Mezkûr zeminde İngiltere, dış politikasında öncelik olarak ele aldığı İsrail’i koruma taahhüdünün siyasi, askeri ve ekonomik bedelini ödemeye hazır olmanın yanı sıra Kızıldeniz savaşına katılmayı da risk almaya değer görmekte. Ayrıca amacı, ülkenin uluslararası arenaya güçlü dönüşünü teyit etmek olan siyasi ve askeri bir doktrin haline gelen “Küresel Bir Güç Olarak İngiltere” sloganı altında “İngiliz İmparatorluğu”nun ihtişamını yeniden tesis etmek istiyor. Bununla birlikte, İngiliz kuvvetlerinin deniz operasyonlarına katılması ve Yemen’e yönelik saldırılar, onların Ensarullah’la yüzleşmedeki yetersizliklerini açıkça ortaya koyarken, Kraliyet filosu, düzensiz kuvvetlerle yapılan savaşın usulü konusunda büyük bir cehalet, denizdeki askeri muharebeleri yönetmede başarısızlık ve Yemenli rakibin yeteneklerini doğru değerlendirmek noktasındaki istihbarat çalışmalarında da yetersizlik gösterdi. Bu da Ensarullah’ın saldırılarını, bir ay önce Kızıldeniz’deki en önemli İngiliz destroyerine, yani Londra’nın o dönemde üç ayrı saldırıya maruz kaldığını kabul ettiği “Diamond” savaş gemisine yöneltmesini kolaylaştırdı ve neticede İngiltere bakım için bu gemiyi geri çekmeye ve yerine “Richmond” isimli gemiyi koymaya mecbur kaldı. Geri çekilme sırasında gemi komutanı, “Bölgedeki durum tehlikeli ve gemiler her gün ateş açıyor” dedi. Görünüşe göre İngiliz askeri liderleri, ülkelerinin azalan askeri yetenekleri göz önüne alındığında, siyasileri ABD’yi çokça geriden takip etme riskiyle karşı karşıya koyma durumunda bırakıyor. Bu bağlamda İngiliz The Guardian gazetesi hafta sonu, İngiliz Savunma Bakanlığı’nın Kızıldeniz’deki maliyetlerin telafisi için 3,2 milyar sterlin bulmaya çalıştığını ortaya çıkardı. Halihazırda İngiliz Ordusu, gerek gençleri kendisine katılmaya ikna etmede gerek askeri hazırlığı konusunda yalnızca Yemen’e karşı değil, aynı zamanda Rusya ve Çin gibi büyük ülkelere karşı da yenilgi tehdidi sinyali veren birçok zorlukla yüz yüze. Burada, eski Savunma Bakanı Penny Mordaunt’un geçen ay “X” platformunda yayınladığı ve ülkesinin II. Dünya Savaşı sırasında 232 parça olan deniz filosunun, aralarında en sonuncusu Queen Elizabeth uçak gemisi olan iki modern uçak gemisiyle beraber yaklaşık 68 parçaya düştüğünden bahsettiği bir istatistiği hatırlamakta fayda var.

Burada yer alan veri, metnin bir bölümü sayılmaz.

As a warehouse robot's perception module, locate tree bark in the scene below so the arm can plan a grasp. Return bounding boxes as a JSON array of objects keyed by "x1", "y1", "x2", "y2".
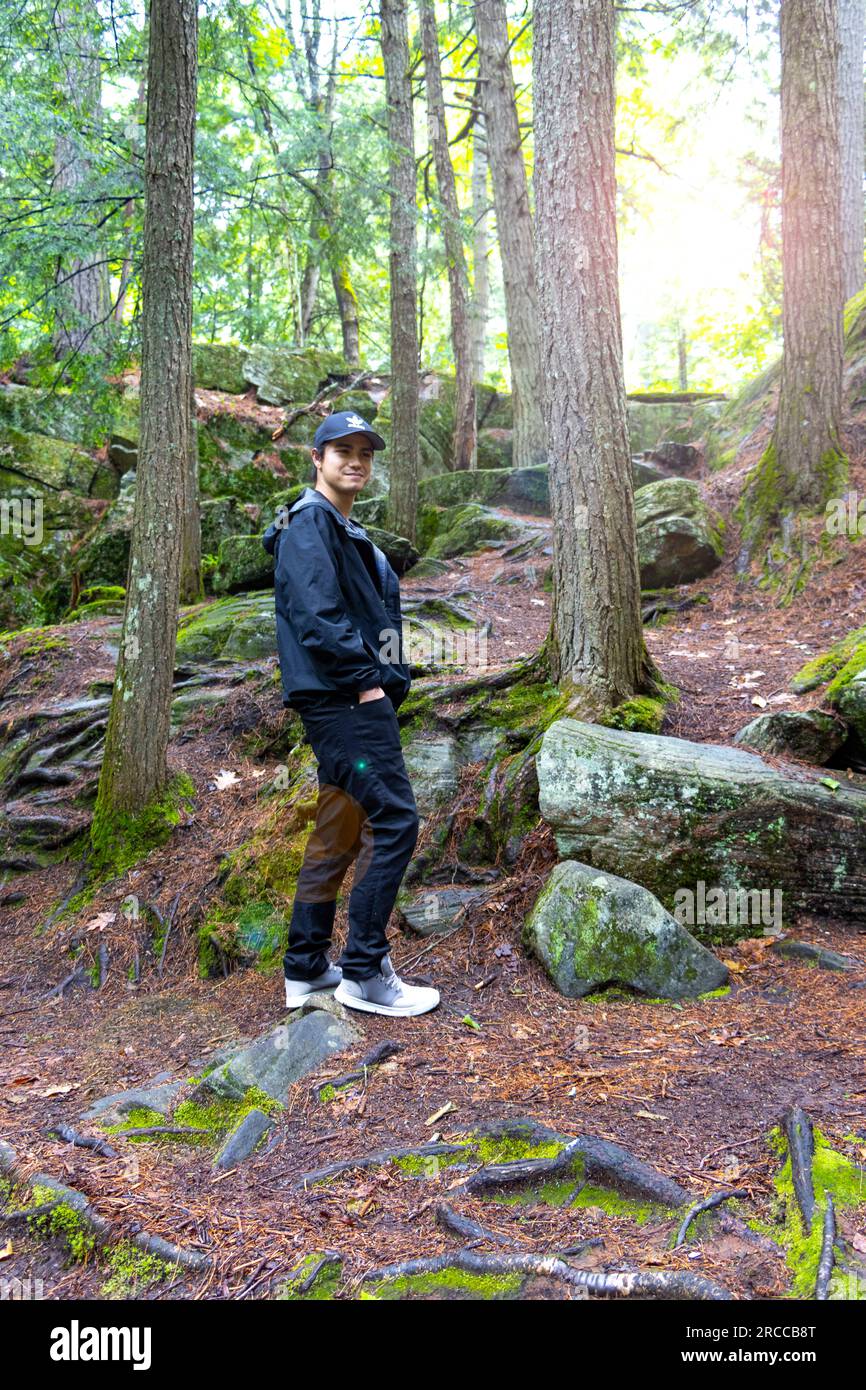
[
  {"x1": 470, "y1": 115, "x2": 491, "y2": 382},
  {"x1": 475, "y1": 0, "x2": 546, "y2": 468},
  {"x1": 838, "y1": 0, "x2": 866, "y2": 300},
  {"x1": 93, "y1": 0, "x2": 197, "y2": 852},
  {"x1": 767, "y1": 0, "x2": 845, "y2": 509},
  {"x1": 54, "y1": 0, "x2": 111, "y2": 357},
  {"x1": 381, "y1": 0, "x2": 420, "y2": 541},
  {"x1": 532, "y1": 0, "x2": 649, "y2": 710},
  {"x1": 418, "y1": 0, "x2": 478, "y2": 468}
]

Yukarıdakilere ek olarak, Kızıldeniz harekâtına katılan iki İngiliz gemisinin çarpışma neticesinde hizmetten çıkması sonucu hazırlık faktörünün zarar gördüğünün anlaşıldığını ve geriye harekâta katılan tek bir gemi kaldığını ifade edebiliriz. İngiliz medyasına göre Londra, Queen Elizabeth uçak gemisini Kızıldeniz’e taşıyamıyor; çünkü görevi mühimmat, yakıt ve uçak gemisi ile herhangi bir savaşta filoya eşlik eden savaş gemilerinin diğer tüm ihtiyaçlarını temin etmek olan Fort Victoria destek gemisini hareket ettirebilecek kapasitede bir ekip yok.